Ruling your fears comes first
Winston Churchill once said, "Courage is rightly considered the foremost of the virtues because upon it, all others depend." Courage is the chief distinguishing characteristic of the true leader. It is visible in the leader's words and actions. It is absolutely indispensable to success, happiness, and the ability to motivate others to be the best they can be.
In a way, it is easy to develop a big vision for the person you want to be. It is easy to commit yourself to living with complete integrity. But it requires incredible courage to follow through on your vision and commitments. As soon as you set a high standard for yourself, the "3rd force" kicks in and you will run into all kinds of difficulties and setbacks.
You are surrounded by temptations to compromise your values and your vision. You feel an almost irresistible urge to "get along by going along." Your desire to earn the respect and cooperation of others can easily lead to the abandonment of your principles. This is where courage comes in.
Courage combined with integrity is the foundation of character. The first form of courage is your ability to stick to your principles, to stand for what you believe in, and to refuse to budge unless you feel right about the alternative. Courage is also the ability to step out in faith, to launch out into the unknown, and then to face the inevitable doubt and uncertainty that accompanies every new venture.
Most people are seduced by the lure of the comfort zone. This can be likened to going out of a warm house on a cold, windy morning. When the average person feels the storm swirling outside their comfort zone, they rush back inside where it's nice and warm. But not the empowering leader.

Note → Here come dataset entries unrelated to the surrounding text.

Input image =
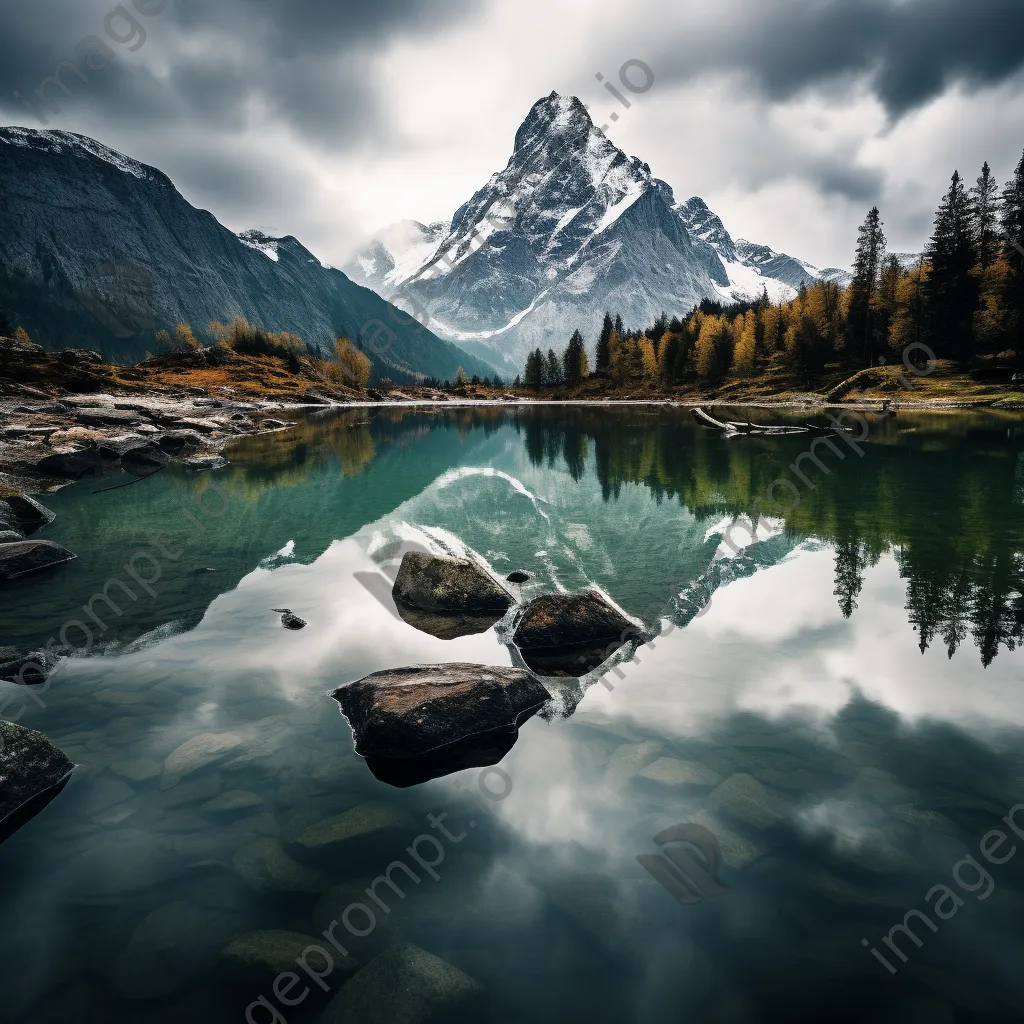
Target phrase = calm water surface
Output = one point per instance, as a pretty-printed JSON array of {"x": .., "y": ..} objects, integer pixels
[{"x": 847, "y": 668}]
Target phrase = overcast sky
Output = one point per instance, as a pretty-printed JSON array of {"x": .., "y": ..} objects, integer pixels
[{"x": 329, "y": 119}]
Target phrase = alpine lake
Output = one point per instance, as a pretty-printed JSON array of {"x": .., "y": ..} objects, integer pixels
[{"x": 833, "y": 702}]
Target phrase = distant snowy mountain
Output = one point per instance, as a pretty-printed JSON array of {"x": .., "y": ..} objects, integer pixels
[{"x": 570, "y": 227}]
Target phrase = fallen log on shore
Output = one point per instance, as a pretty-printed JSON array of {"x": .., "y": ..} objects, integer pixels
[{"x": 732, "y": 427}]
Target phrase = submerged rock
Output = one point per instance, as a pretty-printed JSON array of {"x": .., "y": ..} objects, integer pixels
[
  {"x": 743, "y": 798},
  {"x": 409, "y": 985},
  {"x": 72, "y": 465},
  {"x": 445, "y": 626},
  {"x": 33, "y": 772},
  {"x": 264, "y": 866},
  {"x": 570, "y": 634},
  {"x": 419, "y": 723},
  {"x": 23, "y": 515},
  {"x": 198, "y": 753},
  {"x": 205, "y": 463},
  {"x": 366, "y": 830},
  {"x": 258, "y": 957},
  {"x": 144, "y": 460},
  {"x": 23, "y": 557},
  {"x": 436, "y": 583},
  {"x": 289, "y": 620},
  {"x": 675, "y": 772},
  {"x": 27, "y": 670}
]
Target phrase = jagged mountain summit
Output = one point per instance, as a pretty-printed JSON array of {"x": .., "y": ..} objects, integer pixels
[
  {"x": 570, "y": 227},
  {"x": 102, "y": 251}
]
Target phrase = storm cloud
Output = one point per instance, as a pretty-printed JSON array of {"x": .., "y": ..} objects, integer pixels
[
  {"x": 910, "y": 50},
  {"x": 329, "y": 120}
]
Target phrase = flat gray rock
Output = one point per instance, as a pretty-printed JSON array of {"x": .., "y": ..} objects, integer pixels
[
  {"x": 24, "y": 515},
  {"x": 23, "y": 557},
  {"x": 407, "y": 985},
  {"x": 33, "y": 771}
]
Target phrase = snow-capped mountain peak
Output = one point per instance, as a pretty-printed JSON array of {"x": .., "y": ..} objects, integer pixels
[{"x": 571, "y": 226}]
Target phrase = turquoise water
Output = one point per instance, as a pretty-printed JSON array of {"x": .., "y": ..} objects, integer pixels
[{"x": 835, "y": 696}]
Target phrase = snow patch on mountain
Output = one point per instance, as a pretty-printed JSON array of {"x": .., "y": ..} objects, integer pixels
[
  {"x": 68, "y": 142},
  {"x": 261, "y": 243}
]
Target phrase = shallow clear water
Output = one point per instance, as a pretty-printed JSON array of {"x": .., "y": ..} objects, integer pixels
[{"x": 847, "y": 667}]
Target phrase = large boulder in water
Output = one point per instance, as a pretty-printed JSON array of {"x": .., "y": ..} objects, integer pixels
[
  {"x": 23, "y": 557},
  {"x": 419, "y": 723},
  {"x": 448, "y": 597},
  {"x": 16, "y": 667},
  {"x": 33, "y": 771},
  {"x": 570, "y": 634},
  {"x": 73, "y": 465},
  {"x": 23, "y": 515},
  {"x": 437, "y": 583},
  {"x": 407, "y": 985}
]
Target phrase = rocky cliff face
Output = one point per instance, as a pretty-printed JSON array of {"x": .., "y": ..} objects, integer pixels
[
  {"x": 101, "y": 251},
  {"x": 569, "y": 228}
]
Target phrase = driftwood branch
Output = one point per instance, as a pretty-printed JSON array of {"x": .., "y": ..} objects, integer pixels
[{"x": 732, "y": 427}]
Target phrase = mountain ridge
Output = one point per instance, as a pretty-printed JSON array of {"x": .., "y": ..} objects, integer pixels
[{"x": 102, "y": 251}]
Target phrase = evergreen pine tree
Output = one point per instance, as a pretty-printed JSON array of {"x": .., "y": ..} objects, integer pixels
[
  {"x": 552, "y": 370},
  {"x": 573, "y": 359},
  {"x": 603, "y": 352},
  {"x": 1013, "y": 229},
  {"x": 985, "y": 216},
  {"x": 866, "y": 266},
  {"x": 534, "y": 375},
  {"x": 952, "y": 288}
]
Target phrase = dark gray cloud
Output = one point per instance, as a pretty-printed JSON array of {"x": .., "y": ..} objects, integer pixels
[
  {"x": 912, "y": 50},
  {"x": 306, "y": 64}
]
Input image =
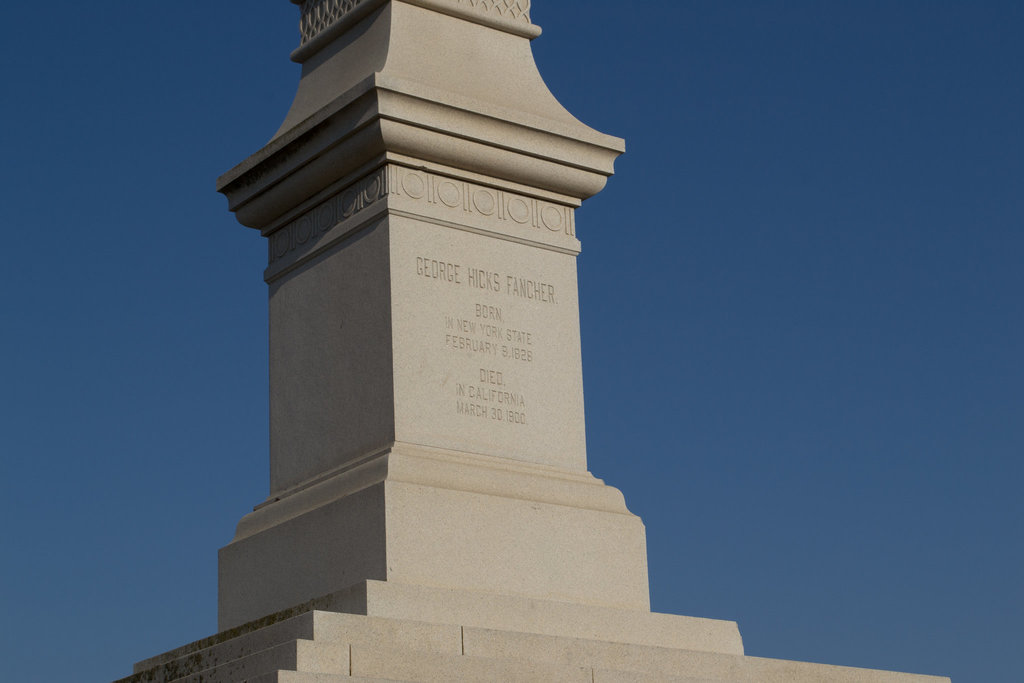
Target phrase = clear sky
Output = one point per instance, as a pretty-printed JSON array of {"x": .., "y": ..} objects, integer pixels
[{"x": 801, "y": 305}]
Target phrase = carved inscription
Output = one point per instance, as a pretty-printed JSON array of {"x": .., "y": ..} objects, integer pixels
[
  {"x": 486, "y": 332},
  {"x": 513, "y": 285}
]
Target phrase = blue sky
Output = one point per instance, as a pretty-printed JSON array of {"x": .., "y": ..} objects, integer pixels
[{"x": 800, "y": 302}]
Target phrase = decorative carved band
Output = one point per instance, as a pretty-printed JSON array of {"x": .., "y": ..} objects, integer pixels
[
  {"x": 317, "y": 15},
  {"x": 308, "y": 227},
  {"x": 432, "y": 195}
]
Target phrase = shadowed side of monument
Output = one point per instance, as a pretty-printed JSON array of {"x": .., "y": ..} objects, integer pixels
[{"x": 430, "y": 513}]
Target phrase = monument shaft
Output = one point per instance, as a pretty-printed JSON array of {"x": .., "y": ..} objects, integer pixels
[{"x": 426, "y": 389}]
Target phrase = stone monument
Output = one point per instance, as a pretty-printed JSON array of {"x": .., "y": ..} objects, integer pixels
[{"x": 430, "y": 515}]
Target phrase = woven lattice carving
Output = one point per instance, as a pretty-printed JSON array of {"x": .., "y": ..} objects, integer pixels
[{"x": 318, "y": 14}]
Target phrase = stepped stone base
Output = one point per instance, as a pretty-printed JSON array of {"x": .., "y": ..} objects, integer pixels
[{"x": 465, "y": 639}]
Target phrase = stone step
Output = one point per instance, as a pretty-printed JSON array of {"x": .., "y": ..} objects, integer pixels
[
  {"x": 305, "y": 677},
  {"x": 434, "y": 668},
  {"x": 321, "y": 627},
  {"x": 340, "y": 647},
  {"x": 298, "y": 655},
  {"x": 612, "y": 656}
]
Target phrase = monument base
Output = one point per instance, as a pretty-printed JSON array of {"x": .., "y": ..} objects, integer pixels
[
  {"x": 379, "y": 631},
  {"x": 445, "y": 519}
]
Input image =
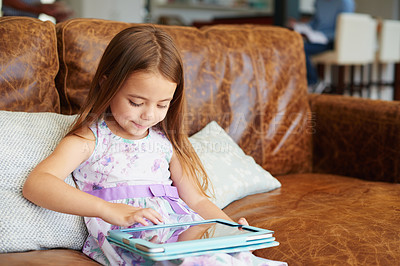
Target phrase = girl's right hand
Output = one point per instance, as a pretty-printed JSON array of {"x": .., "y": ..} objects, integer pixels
[{"x": 125, "y": 215}]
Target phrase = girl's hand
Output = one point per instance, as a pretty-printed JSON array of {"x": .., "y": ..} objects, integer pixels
[
  {"x": 124, "y": 215},
  {"x": 243, "y": 221}
]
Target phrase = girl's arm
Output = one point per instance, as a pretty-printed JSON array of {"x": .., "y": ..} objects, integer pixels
[
  {"x": 45, "y": 186},
  {"x": 192, "y": 197}
]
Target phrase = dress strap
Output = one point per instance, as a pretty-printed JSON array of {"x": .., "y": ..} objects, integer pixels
[{"x": 169, "y": 193}]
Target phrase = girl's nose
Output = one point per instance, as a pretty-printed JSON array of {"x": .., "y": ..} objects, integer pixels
[{"x": 148, "y": 113}]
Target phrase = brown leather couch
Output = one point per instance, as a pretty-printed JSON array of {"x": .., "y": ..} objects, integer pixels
[{"x": 338, "y": 158}]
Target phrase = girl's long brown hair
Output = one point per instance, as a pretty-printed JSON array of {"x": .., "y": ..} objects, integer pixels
[{"x": 150, "y": 49}]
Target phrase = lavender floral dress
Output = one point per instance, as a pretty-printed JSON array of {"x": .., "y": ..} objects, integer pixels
[{"x": 118, "y": 163}]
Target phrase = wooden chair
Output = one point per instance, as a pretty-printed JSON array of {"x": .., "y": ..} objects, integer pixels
[{"x": 355, "y": 45}]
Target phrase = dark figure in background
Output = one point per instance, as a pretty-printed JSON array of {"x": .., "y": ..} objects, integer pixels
[{"x": 323, "y": 21}]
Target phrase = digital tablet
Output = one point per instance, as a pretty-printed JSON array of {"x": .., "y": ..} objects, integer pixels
[{"x": 165, "y": 242}]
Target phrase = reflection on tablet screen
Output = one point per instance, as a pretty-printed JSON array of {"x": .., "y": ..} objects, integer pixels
[{"x": 185, "y": 233}]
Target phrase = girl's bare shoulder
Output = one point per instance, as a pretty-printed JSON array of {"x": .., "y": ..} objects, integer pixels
[{"x": 82, "y": 141}]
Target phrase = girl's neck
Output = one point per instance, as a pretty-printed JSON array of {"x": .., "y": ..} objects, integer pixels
[{"x": 117, "y": 130}]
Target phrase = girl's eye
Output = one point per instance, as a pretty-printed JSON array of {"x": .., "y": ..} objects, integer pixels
[{"x": 134, "y": 104}]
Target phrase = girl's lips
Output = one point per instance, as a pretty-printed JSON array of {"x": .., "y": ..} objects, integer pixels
[{"x": 139, "y": 126}]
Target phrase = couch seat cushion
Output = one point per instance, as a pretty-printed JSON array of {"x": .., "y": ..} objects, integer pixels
[{"x": 326, "y": 219}]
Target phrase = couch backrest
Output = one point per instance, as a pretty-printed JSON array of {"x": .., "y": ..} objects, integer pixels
[
  {"x": 28, "y": 65},
  {"x": 250, "y": 79}
]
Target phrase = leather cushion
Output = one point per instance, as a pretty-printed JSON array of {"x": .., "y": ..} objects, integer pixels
[
  {"x": 249, "y": 79},
  {"x": 327, "y": 220},
  {"x": 28, "y": 65}
]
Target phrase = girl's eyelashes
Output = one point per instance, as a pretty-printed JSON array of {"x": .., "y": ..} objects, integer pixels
[
  {"x": 135, "y": 104},
  {"x": 140, "y": 104}
]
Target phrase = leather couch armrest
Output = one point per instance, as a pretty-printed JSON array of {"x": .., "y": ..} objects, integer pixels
[{"x": 356, "y": 137}]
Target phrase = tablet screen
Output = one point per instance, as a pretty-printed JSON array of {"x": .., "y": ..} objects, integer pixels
[{"x": 184, "y": 233}]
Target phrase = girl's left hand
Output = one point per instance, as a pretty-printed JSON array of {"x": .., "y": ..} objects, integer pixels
[{"x": 243, "y": 221}]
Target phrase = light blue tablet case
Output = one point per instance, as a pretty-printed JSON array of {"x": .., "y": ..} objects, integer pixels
[{"x": 260, "y": 238}]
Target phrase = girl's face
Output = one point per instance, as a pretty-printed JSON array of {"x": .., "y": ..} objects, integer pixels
[{"x": 141, "y": 103}]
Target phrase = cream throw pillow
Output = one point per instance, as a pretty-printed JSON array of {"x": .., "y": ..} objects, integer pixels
[
  {"x": 233, "y": 174},
  {"x": 25, "y": 140}
]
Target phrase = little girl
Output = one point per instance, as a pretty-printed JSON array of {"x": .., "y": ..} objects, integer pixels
[{"x": 127, "y": 148}]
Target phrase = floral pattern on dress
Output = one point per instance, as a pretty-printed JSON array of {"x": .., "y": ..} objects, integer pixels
[{"x": 119, "y": 162}]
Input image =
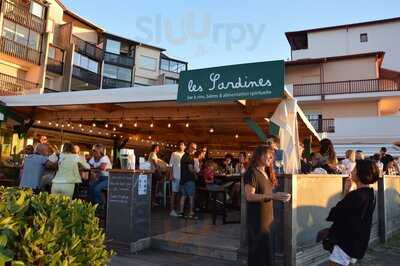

The true leader has the courage to step away from the familiar and is comfortable facing the unknown with no guarantees of
success. It is this ability to "boldly go where no man has gone before" that distinguishes you as a leader from the average person. This is the example that you must set if you are to rise above the average. It is this example that inspires and motivates other people to rise above their previous levels of accomplishment as well.
Alexander the Great, the king of Macedonia, was one of the most superb leaders of all time. He became king at the age of 19, when his father, Philip II, was assassinated. In the next 11 years, he conquered much of the known world, leading his armies against numerically superior forces.
Yet, when he was at the height of his power, the master of the known world, the greatest ruler in history to that date, he would still draw his sword at the beginning of a battle and lead his men forward into the conflict. He insisted on leading by example. Alexander felt that he could not ask his men to risk their lives unless he was willing to demonstrate by his actions that he had complete confidence in the outcome. The sight of Alexander charging forward so excited and motivated his soldiers that no force on earth could stand before them.
Here are two things you can do immediately to put these ideas into action:
First, set big goals for yourself and force yourself out of the comfort zone by acting boldly - even when there is no guarantee of success. go boldly where no one has ever gone before.
Second, resolve to act quickly and decisively when you are confronted with a difficult or dangerous situation. Dare to go forward. Practice audacity in all things. Acting with courage builds your courage and confidence higher and higher.